IT Dribble

Mutterings, inconsistant tips, rants and randomness

Mellanox Technologies MT27500 [ConnectX-3 Flash Recovery] - How to recover a broken firmware update

by

I recently had a fun task of trying to recover a Mellanox 10 GbE Network card that was dead from a failed firmware upgrade in the past. It was quite difficult to recover, due to lack of hardware information but with some educated guesses I managed to successfully write the correct firmware back on.

I’ll try run through the issue and fix. Sorry in advance the step by step will be lacking the exact outputs as I’m writing this post fix.

The problem: The server was not showing me the expected network interface during installation. I knew the card was installed but upon attempting to PXE boot, it just tried the other two on-board adapters and then moved on.

Next step for me was to boot a live cd and run: lspci -nn which output:
07:00.0 Memory controller: Mellanox Technologies MT27500 [ConnectX-3 Flash Recovery]

Ok that’s something at least, it seemed to be stuck in a recovery mode - all hope is not lost!

Next step for me was to download ‘mlxup’ from (http://www.mellanox.com/page/mlxup_firmware_tool) which was a standalone binary and could be run on the live cd…

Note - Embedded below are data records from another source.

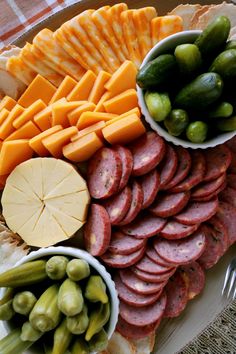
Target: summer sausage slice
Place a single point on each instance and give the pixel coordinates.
(167, 205)
(174, 230)
(207, 188)
(218, 160)
(144, 226)
(177, 296)
(150, 185)
(196, 173)
(183, 167)
(213, 250)
(147, 265)
(154, 278)
(120, 260)
(148, 152)
(137, 285)
(118, 205)
(195, 277)
(124, 244)
(126, 158)
(97, 230)
(133, 332)
(146, 315)
(227, 214)
(182, 251)
(104, 173)
(136, 204)
(168, 166)
(132, 298)
(197, 212)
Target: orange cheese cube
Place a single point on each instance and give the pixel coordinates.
(88, 118)
(39, 88)
(82, 149)
(55, 142)
(27, 131)
(36, 142)
(13, 153)
(7, 102)
(123, 79)
(124, 130)
(98, 87)
(29, 113)
(122, 103)
(64, 89)
(84, 106)
(7, 126)
(82, 90)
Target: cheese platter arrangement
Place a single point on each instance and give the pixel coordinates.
(117, 130)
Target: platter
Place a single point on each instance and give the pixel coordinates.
(173, 334)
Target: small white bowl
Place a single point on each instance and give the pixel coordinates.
(94, 263)
(164, 46)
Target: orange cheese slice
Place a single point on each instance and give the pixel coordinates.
(36, 142)
(98, 87)
(124, 130)
(82, 90)
(82, 149)
(45, 41)
(122, 103)
(55, 142)
(74, 115)
(142, 21)
(29, 113)
(40, 88)
(123, 79)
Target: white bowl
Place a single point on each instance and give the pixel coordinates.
(162, 47)
(94, 263)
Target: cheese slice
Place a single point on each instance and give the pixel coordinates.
(44, 219)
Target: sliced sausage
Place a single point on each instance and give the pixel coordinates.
(168, 166)
(195, 175)
(124, 244)
(218, 160)
(195, 277)
(97, 230)
(207, 188)
(174, 230)
(177, 296)
(118, 205)
(227, 214)
(148, 152)
(137, 285)
(136, 204)
(132, 298)
(154, 278)
(144, 226)
(181, 251)
(183, 167)
(147, 265)
(104, 173)
(213, 250)
(150, 185)
(167, 205)
(197, 212)
(133, 332)
(146, 315)
(126, 158)
(122, 260)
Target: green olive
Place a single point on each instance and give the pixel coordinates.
(176, 122)
(197, 132)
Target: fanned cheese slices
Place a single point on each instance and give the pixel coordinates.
(45, 201)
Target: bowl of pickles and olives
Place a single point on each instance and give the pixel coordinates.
(186, 86)
(57, 300)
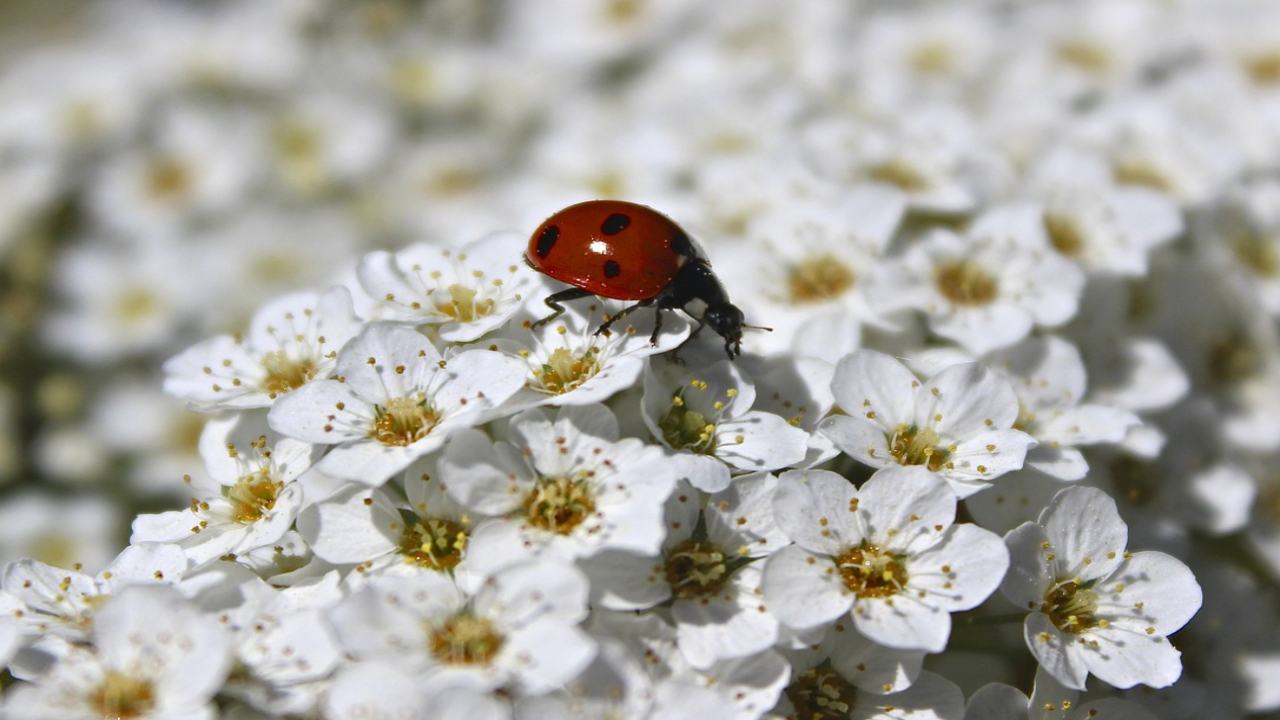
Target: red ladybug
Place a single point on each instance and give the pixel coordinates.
(629, 251)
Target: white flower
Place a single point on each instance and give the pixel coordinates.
(520, 629)
(1107, 228)
(567, 363)
(283, 643)
(327, 140)
(808, 267)
(887, 552)
(1050, 698)
(250, 500)
(566, 486)
(705, 418)
(821, 692)
(120, 301)
(736, 689)
(60, 602)
(383, 688)
(465, 291)
(382, 533)
(394, 401)
(988, 288)
(708, 568)
(154, 657)
(958, 423)
(1048, 376)
(1096, 607)
(197, 167)
(853, 662)
(292, 341)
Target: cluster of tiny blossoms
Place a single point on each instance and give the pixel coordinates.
(1009, 449)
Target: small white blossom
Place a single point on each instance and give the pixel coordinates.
(565, 486)
(250, 500)
(959, 423)
(154, 656)
(292, 341)
(705, 418)
(1096, 607)
(465, 292)
(394, 401)
(886, 552)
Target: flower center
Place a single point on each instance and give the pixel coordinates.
(821, 693)
(871, 572)
(168, 178)
(1070, 606)
(918, 446)
(462, 305)
(1264, 68)
(1064, 233)
(565, 370)
(284, 373)
(1233, 360)
(1084, 55)
(685, 428)
(403, 420)
(1137, 171)
(695, 569)
(435, 543)
(560, 505)
(122, 697)
(1134, 481)
(932, 58)
(252, 497)
(1257, 253)
(817, 278)
(965, 283)
(296, 141)
(899, 173)
(466, 639)
(136, 305)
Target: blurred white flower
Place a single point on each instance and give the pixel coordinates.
(1096, 607)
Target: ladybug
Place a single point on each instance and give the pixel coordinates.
(629, 251)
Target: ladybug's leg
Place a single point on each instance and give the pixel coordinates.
(554, 300)
(620, 314)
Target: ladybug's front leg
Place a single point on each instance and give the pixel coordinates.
(621, 314)
(554, 300)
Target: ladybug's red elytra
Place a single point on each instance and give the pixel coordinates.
(629, 251)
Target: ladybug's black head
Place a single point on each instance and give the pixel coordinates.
(726, 319)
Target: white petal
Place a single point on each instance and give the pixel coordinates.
(801, 589)
(1086, 532)
(735, 623)
(996, 701)
(818, 510)
(965, 400)
(901, 507)
(353, 525)
(873, 382)
(859, 438)
(1056, 652)
(1165, 587)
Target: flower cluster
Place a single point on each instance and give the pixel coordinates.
(1014, 427)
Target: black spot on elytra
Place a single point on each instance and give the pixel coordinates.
(682, 246)
(547, 240)
(615, 223)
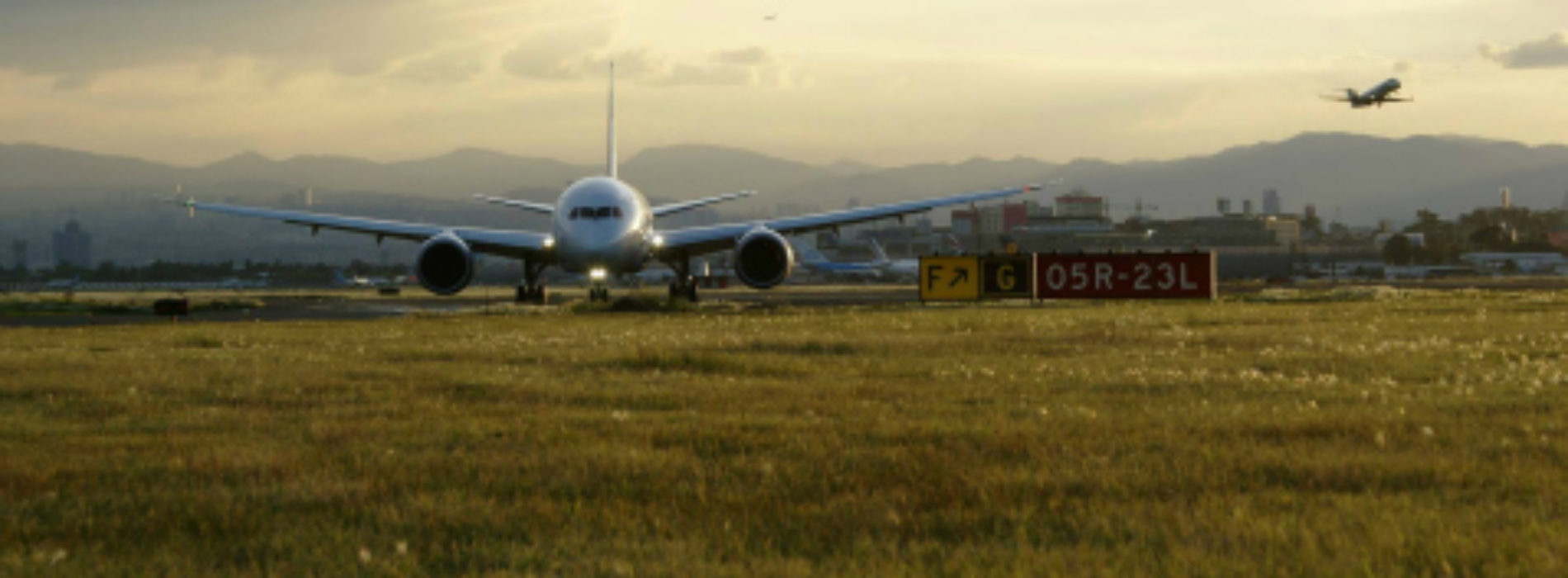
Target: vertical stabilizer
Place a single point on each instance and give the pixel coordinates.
(611, 162)
(878, 255)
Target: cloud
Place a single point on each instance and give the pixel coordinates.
(1550, 52)
(559, 52)
(441, 68)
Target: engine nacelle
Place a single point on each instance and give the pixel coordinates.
(763, 258)
(444, 264)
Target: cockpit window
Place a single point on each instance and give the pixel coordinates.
(595, 212)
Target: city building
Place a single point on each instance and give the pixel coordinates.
(73, 247)
(1272, 201)
(19, 255)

The output from that command I don’t have, but I believe it may have had the ‘Device Type’ listed, everything else was blank and ’status’ had an error that I can’t recall.

At this point I needed to write a new firmware (It can’t get any worse or more broken than it is at present)

First step was to install Fedora on one of the disks, so I could install the Mellanox Firmware tools (http://www.mellanox.com/page/management_tools), with Fedora and firmware tools now installed it was go time!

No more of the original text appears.